Policy Dialogue in DRC Highlights Difficulty Measuring Food Insecurity

September 6, 2011
by Marcia MacNeil

On August 31st, IFPRI researchers gathered in Kinshasa with national policymakers and policy advisors, representatives from donor organizations and NGOs, and Congolese experts from academia and research institutions at a high level Policy Dialogue to discuss the state of nutrition and food security in the Democratic Republic of the Congo (DRC) and ways to improve it.

Specifically, the Dialogue highlighted that unreliable and/or missing data on the nature and the intensity of the problem is hindering efforts to fight it.

The DRC has been exposed for decades to severe food insecurity. With low agricultural productivity and 80 percent of the population living on less than $1 a day, it is difficult for Congolese to purchase food. The food that is available does not meet their nutritional needs: more than half of the population is protein deficient and more than 80 percent have iron or zinc deficiency.

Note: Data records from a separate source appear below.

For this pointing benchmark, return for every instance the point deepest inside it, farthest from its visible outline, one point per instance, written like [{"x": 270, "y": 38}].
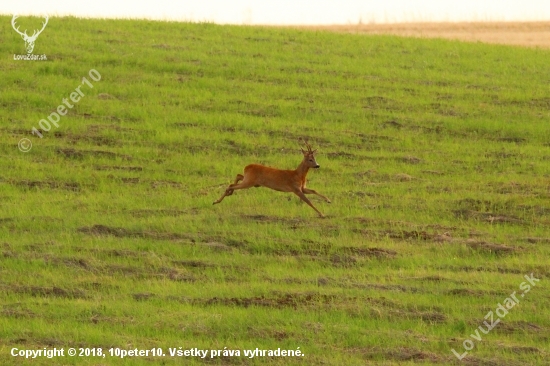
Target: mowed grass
[{"x": 435, "y": 155}]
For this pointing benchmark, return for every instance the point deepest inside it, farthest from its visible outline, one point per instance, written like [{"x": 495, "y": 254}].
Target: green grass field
[{"x": 435, "y": 155}]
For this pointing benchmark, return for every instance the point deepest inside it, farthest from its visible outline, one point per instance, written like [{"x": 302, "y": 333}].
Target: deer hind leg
[
  {"x": 238, "y": 178},
  {"x": 306, "y": 200},
  {"x": 312, "y": 191},
  {"x": 232, "y": 187}
]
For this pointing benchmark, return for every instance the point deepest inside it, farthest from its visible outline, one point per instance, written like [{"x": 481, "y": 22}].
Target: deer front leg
[
  {"x": 229, "y": 190},
  {"x": 312, "y": 191},
  {"x": 301, "y": 194}
]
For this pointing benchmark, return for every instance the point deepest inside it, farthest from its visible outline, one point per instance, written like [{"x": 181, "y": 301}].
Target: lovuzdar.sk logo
[{"x": 29, "y": 40}]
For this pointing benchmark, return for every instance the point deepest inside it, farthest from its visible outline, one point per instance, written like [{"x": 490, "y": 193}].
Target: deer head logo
[{"x": 29, "y": 40}]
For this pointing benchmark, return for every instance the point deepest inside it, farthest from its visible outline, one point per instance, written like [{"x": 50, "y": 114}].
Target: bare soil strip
[{"x": 528, "y": 34}]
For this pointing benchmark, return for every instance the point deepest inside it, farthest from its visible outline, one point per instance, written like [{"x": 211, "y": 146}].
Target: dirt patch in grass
[
  {"x": 47, "y": 292},
  {"x": 116, "y": 167},
  {"x": 466, "y": 292},
  {"x": 30, "y": 184},
  {"x": 520, "y": 327},
  {"x": 143, "y": 296},
  {"x": 370, "y": 252},
  {"x": 399, "y": 234},
  {"x": 400, "y": 354},
  {"x": 161, "y": 212},
  {"x": 491, "y": 247},
  {"x": 193, "y": 264},
  {"x": 282, "y": 300},
  {"x": 79, "y": 154},
  {"x": 163, "y": 183},
  {"x": 529, "y": 34},
  {"x": 103, "y": 230}
]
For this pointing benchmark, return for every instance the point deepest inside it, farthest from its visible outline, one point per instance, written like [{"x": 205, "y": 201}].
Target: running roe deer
[{"x": 294, "y": 181}]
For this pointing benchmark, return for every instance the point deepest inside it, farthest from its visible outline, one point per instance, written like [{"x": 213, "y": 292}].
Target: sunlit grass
[{"x": 434, "y": 154}]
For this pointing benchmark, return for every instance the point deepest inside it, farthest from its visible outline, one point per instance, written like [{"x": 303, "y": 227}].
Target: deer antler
[
  {"x": 43, "y": 26},
  {"x": 17, "y": 28},
  {"x": 309, "y": 149}
]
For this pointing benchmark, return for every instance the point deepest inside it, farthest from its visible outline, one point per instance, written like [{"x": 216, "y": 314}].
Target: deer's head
[
  {"x": 309, "y": 158},
  {"x": 29, "y": 40}
]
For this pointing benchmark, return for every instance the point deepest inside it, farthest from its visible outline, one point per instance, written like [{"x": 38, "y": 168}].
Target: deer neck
[{"x": 302, "y": 169}]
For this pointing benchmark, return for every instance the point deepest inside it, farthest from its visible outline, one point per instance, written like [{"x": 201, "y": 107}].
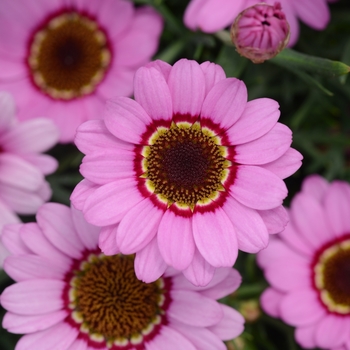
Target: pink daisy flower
[
  {"x": 188, "y": 173},
  {"x": 70, "y": 296},
  {"x": 23, "y": 188},
  {"x": 213, "y": 15},
  {"x": 63, "y": 59},
  {"x": 308, "y": 266}
]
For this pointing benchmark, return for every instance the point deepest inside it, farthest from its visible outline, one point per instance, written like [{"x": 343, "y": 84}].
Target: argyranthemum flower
[
  {"x": 186, "y": 174},
  {"x": 308, "y": 266},
  {"x": 70, "y": 296},
  {"x": 23, "y": 188},
  {"x": 63, "y": 59},
  {"x": 213, "y": 15}
]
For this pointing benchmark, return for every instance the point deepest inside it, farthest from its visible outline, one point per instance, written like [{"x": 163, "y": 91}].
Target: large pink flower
[
  {"x": 63, "y": 59},
  {"x": 23, "y": 188},
  {"x": 308, "y": 266},
  {"x": 186, "y": 174},
  {"x": 70, "y": 296},
  {"x": 213, "y": 15}
]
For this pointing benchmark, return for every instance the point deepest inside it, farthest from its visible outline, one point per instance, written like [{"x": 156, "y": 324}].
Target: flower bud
[{"x": 260, "y": 32}]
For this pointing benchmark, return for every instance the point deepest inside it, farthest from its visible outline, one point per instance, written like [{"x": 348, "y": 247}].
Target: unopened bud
[{"x": 260, "y": 32}]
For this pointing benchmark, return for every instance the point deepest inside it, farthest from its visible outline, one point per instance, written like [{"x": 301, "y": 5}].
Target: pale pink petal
[
  {"x": 56, "y": 222},
  {"x": 332, "y": 331},
  {"x": 250, "y": 229},
  {"x": 152, "y": 93},
  {"x": 194, "y": 309},
  {"x": 301, "y": 308},
  {"x": 34, "y": 297},
  {"x": 286, "y": 165},
  {"x": 27, "y": 267},
  {"x": 270, "y": 301},
  {"x": 200, "y": 272},
  {"x": 202, "y": 338},
  {"x": 126, "y": 119},
  {"x": 265, "y": 149},
  {"x": 230, "y": 326},
  {"x": 225, "y": 102},
  {"x": 108, "y": 204},
  {"x": 275, "y": 219},
  {"x": 107, "y": 240},
  {"x": 60, "y": 336},
  {"x": 258, "y": 188},
  {"x": 133, "y": 235},
  {"x": 93, "y": 137},
  {"x": 187, "y": 87},
  {"x": 21, "y": 324},
  {"x": 169, "y": 339},
  {"x": 258, "y": 118},
  {"x": 175, "y": 240},
  {"x": 35, "y": 135},
  {"x": 215, "y": 237},
  {"x": 213, "y": 73},
  {"x": 149, "y": 264}
]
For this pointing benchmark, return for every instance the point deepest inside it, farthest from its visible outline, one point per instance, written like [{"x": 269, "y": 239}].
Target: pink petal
[
  {"x": 215, "y": 237},
  {"x": 270, "y": 301},
  {"x": 258, "y": 188},
  {"x": 251, "y": 231},
  {"x": 34, "y": 297},
  {"x": 133, "y": 235},
  {"x": 187, "y": 87},
  {"x": 149, "y": 264},
  {"x": 56, "y": 222},
  {"x": 225, "y": 102},
  {"x": 194, "y": 309},
  {"x": 265, "y": 149},
  {"x": 230, "y": 326},
  {"x": 108, "y": 204},
  {"x": 301, "y": 308},
  {"x": 60, "y": 336},
  {"x": 175, "y": 240},
  {"x": 21, "y": 324},
  {"x": 286, "y": 165},
  {"x": 257, "y": 119},
  {"x": 126, "y": 119},
  {"x": 152, "y": 93}
]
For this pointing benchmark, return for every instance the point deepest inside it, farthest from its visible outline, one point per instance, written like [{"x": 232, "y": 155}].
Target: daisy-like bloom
[
  {"x": 62, "y": 59},
  {"x": 186, "y": 174},
  {"x": 23, "y": 188},
  {"x": 213, "y": 15},
  {"x": 308, "y": 266},
  {"x": 260, "y": 32},
  {"x": 69, "y": 295}
]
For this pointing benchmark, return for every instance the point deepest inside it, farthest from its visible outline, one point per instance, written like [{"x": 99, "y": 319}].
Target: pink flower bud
[{"x": 260, "y": 32}]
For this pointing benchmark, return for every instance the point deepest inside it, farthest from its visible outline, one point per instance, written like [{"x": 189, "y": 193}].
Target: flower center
[
  {"x": 68, "y": 56},
  {"x": 185, "y": 165},
  {"x": 110, "y": 305},
  {"x": 332, "y": 277}
]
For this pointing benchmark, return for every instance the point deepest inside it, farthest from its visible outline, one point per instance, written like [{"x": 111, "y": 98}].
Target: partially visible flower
[
  {"x": 63, "y": 59},
  {"x": 308, "y": 266},
  {"x": 260, "y": 32},
  {"x": 213, "y": 15},
  {"x": 23, "y": 188},
  {"x": 188, "y": 173},
  {"x": 70, "y": 296}
]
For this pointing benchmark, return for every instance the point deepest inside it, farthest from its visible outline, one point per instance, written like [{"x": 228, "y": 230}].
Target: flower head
[
  {"x": 308, "y": 266},
  {"x": 62, "y": 59},
  {"x": 23, "y": 188},
  {"x": 186, "y": 174},
  {"x": 213, "y": 15},
  {"x": 260, "y": 32},
  {"x": 70, "y": 296}
]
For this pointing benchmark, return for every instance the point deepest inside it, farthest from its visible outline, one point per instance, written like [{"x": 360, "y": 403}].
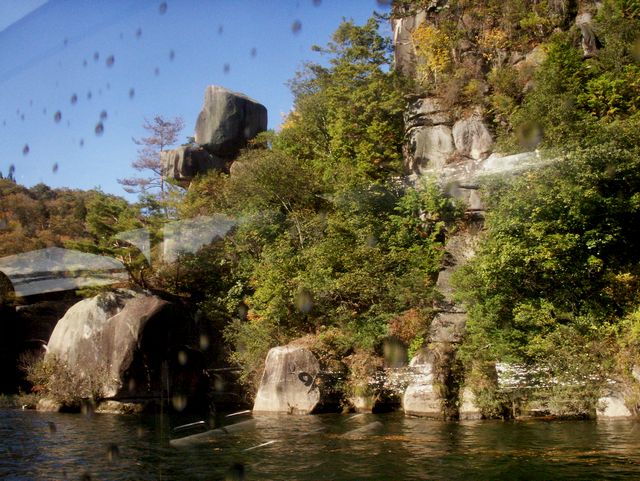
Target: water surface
[{"x": 327, "y": 447}]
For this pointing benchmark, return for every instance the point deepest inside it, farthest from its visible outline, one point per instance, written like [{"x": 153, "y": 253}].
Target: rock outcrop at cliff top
[
  {"x": 227, "y": 121},
  {"x": 288, "y": 382}
]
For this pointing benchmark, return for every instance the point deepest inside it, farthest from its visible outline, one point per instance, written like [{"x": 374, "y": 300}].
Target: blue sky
[{"x": 121, "y": 61}]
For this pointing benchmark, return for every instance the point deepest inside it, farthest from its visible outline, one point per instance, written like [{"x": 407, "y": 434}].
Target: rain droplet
[
  {"x": 179, "y": 402},
  {"x": 113, "y": 453},
  {"x": 182, "y": 358}
]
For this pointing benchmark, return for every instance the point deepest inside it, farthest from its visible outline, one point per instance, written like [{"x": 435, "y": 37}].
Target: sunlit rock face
[
  {"x": 288, "y": 382},
  {"x": 130, "y": 345},
  {"x": 228, "y": 120}
]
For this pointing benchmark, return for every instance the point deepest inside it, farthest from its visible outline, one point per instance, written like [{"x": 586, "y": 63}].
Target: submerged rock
[{"x": 288, "y": 382}]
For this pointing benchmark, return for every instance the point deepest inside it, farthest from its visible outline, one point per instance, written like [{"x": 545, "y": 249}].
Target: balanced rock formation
[
  {"x": 227, "y": 122},
  {"x": 183, "y": 163},
  {"x": 288, "y": 383}
]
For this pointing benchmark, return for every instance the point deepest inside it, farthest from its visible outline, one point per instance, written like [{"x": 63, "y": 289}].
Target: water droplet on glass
[
  {"x": 113, "y": 452},
  {"x": 179, "y": 402},
  {"x": 182, "y": 358}
]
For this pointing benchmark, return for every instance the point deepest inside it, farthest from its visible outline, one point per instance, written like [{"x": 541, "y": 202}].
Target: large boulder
[
  {"x": 228, "y": 120},
  {"x": 288, "y": 384},
  {"x": 184, "y": 163},
  {"x": 127, "y": 345}
]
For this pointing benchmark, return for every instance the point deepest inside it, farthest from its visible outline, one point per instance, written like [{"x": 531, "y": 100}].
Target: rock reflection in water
[{"x": 391, "y": 446}]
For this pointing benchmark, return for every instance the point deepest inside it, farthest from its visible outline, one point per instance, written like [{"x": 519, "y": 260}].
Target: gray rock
[
  {"x": 426, "y": 111},
  {"x": 469, "y": 410},
  {"x": 120, "y": 342},
  {"x": 184, "y": 163},
  {"x": 405, "y": 56},
  {"x": 228, "y": 120},
  {"x": 430, "y": 148},
  {"x": 613, "y": 406},
  {"x": 288, "y": 382},
  {"x": 472, "y": 138},
  {"x": 420, "y": 398}
]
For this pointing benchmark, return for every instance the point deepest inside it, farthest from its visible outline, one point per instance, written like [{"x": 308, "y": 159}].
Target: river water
[{"x": 326, "y": 447}]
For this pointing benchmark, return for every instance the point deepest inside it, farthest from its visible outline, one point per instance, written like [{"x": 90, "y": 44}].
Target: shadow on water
[{"x": 390, "y": 446}]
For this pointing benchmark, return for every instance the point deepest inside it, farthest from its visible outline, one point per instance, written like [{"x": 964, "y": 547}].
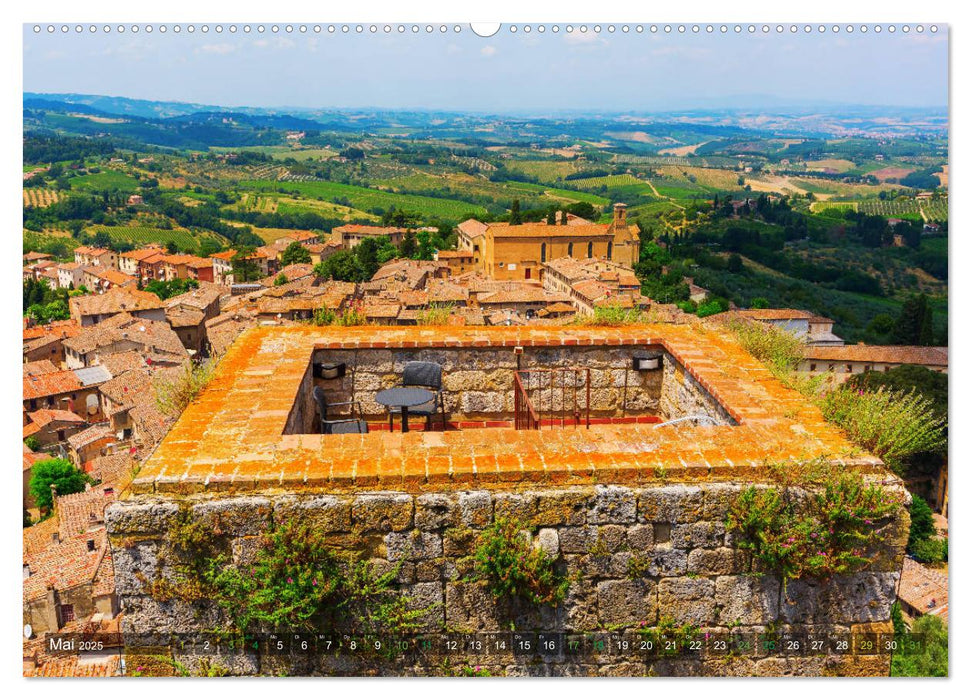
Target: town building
[
  {"x": 91, "y": 309},
  {"x": 504, "y": 251},
  {"x": 351, "y": 235}
]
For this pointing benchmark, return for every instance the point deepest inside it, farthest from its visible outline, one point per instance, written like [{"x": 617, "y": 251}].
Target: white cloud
[{"x": 217, "y": 49}]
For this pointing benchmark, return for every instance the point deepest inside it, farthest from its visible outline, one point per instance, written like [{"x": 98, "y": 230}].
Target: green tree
[
  {"x": 64, "y": 476},
  {"x": 515, "y": 216},
  {"x": 921, "y": 522},
  {"x": 295, "y": 254},
  {"x": 245, "y": 268},
  {"x": 931, "y": 660},
  {"x": 915, "y": 323}
]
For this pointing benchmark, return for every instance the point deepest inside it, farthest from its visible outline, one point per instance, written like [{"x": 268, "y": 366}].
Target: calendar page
[{"x": 516, "y": 349}]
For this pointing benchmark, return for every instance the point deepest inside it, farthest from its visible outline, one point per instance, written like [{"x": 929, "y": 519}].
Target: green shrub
[
  {"x": 827, "y": 534},
  {"x": 893, "y": 425},
  {"x": 60, "y": 473},
  {"x": 173, "y": 393},
  {"x": 512, "y": 568}
]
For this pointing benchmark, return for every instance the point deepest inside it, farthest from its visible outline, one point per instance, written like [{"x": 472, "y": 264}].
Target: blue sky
[{"x": 505, "y": 73}]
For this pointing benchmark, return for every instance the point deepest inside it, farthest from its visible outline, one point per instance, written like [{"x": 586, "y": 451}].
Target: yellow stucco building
[{"x": 517, "y": 252}]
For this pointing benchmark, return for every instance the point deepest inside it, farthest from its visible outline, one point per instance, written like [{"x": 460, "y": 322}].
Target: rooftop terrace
[{"x": 249, "y": 429}]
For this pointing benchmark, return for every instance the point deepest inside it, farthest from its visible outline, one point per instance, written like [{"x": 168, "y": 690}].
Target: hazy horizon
[{"x": 505, "y": 74}]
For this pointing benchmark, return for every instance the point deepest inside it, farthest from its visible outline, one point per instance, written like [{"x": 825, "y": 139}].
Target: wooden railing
[{"x": 556, "y": 397}]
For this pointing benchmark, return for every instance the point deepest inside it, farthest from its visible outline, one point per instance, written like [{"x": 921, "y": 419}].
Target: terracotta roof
[
  {"x": 543, "y": 230},
  {"x": 35, "y": 369},
  {"x": 99, "y": 431},
  {"x": 473, "y": 228},
  {"x": 115, "y": 300},
  {"x": 85, "y": 250},
  {"x": 884, "y": 354},
  {"x": 47, "y": 415},
  {"x": 522, "y": 296},
  {"x": 63, "y": 564},
  {"x": 923, "y": 588},
  {"x": 216, "y": 446},
  {"x": 141, "y": 253},
  {"x": 82, "y": 512},
  {"x": 113, "y": 470},
  {"x": 52, "y": 384},
  {"x": 365, "y": 230},
  {"x": 152, "y": 336},
  {"x": 775, "y": 314}
]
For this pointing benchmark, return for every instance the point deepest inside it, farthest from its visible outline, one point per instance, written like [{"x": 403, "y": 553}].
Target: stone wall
[
  {"x": 636, "y": 557},
  {"x": 478, "y": 383}
]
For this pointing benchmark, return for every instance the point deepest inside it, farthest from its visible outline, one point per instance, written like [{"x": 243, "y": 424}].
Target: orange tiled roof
[
  {"x": 52, "y": 384},
  {"x": 884, "y": 354},
  {"x": 214, "y": 446}
]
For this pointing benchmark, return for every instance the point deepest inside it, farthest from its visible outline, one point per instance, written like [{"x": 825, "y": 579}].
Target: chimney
[{"x": 620, "y": 214}]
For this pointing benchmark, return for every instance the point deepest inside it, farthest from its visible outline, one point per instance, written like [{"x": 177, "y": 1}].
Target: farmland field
[
  {"x": 142, "y": 235},
  {"x": 40, "y": 197},
  {"x": 105, "y": 180},
  {"x": 371, "y": 200}
]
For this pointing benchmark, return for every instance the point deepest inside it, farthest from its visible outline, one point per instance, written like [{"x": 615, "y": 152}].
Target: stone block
[
  {"x": 716, "y": 562},
  {"x": 383, "y": 512},
  {"x": 413, "y": 545},
  {"x": 566, "y": 507},
  {"x": 671, "y": 504},
  {"x": 548, "y": 541},
  {"x": 139, "y": 518},
  {"x": 687, "y": 600},
  {"x": 516, "y": 506},
  {"x": 640, "y": 537},
  {"x": 846, "y": 599},
  {"x": 475, "y": 508},
  {"x": 434, "y": 511},
  {"x": 627, "y": 603},
  {"x": 322, "y": 513},
  {"x": 248, "y": 515},
  {"x": 701, "y": 534},
  {"x": 613, "y": 504}
]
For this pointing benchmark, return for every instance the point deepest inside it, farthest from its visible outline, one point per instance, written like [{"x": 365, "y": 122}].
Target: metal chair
[
  {"x": 338, "y": 426},
  {"x": 426, "y": 375}
]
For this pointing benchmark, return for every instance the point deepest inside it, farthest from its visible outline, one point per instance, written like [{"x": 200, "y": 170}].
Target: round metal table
[{"x": 403, "y": 398}]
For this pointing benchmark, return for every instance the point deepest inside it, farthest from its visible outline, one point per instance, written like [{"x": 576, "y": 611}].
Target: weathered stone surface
[
  {"x": 413, "y": 545},
  {"x": 383, "y": 511},
  {"x": 627, "y": 603},
  {"x": 548, "y": 541},
  {"x": 436, "y": 510},
  {"x": 577, "y": 540},
  {"x": 516, "y": 506},
  {"x": 711, "y": 562},
  {"x": 613, "y": 504},
  {"x": 475, "y": 508},
  {"x": 133, "y": 518},
  {"x": 640, "y": 537},
  {"x": 746, "y": 600},
  {"x": 429, "y": 597},
  {"x": 247, "y": 515},
  {"x": 702, "y": 534},
  {"x": 566, "y": 507},
  {"x": 323, "y": 513},
  {"x": 847, "y": 599},
  {"x": 687, "y": 600},
  {"x": 136, "y": 566},
  {"x": 671, "y": 504}
]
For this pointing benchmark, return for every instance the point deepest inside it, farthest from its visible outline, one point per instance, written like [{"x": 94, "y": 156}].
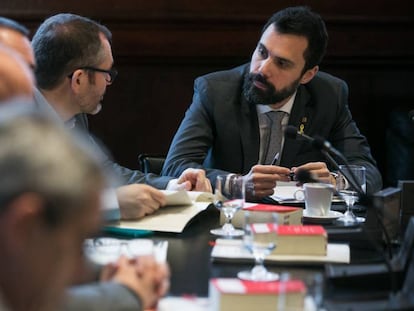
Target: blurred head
[
  {"x": 16, "y": 37},
  {"x": 49, "y": 203},
  {"x": 16, "y": 78},
  {"x": 74, "y": 53},
  {"x": 292, "y": 44}
]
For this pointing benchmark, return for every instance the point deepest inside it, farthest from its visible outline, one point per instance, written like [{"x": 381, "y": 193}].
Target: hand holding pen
[{"x": 275, "y": 162}]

Policies and strategies to promote smallholder agricultural production; increase agricultural research, innovation, and extension; develop safety nets; and improve transportation routes to markets may help lift the country out of extreme food insecurity. However, because policymakers and policy advisors do not have reliable statistics they cannot implement effective, targeted policies and strategies.

To solve this “dual” food security program, Dialogue participants recommended:

  • putting in place an integrated statistical information system,
  • strengthening human and institutional capacity in data collecting,
  • ensuring adequate financing of data collecting institutions,
  • re-launching agricultural and household consumption surveys, and
  • following standard data collecting procedures and methods.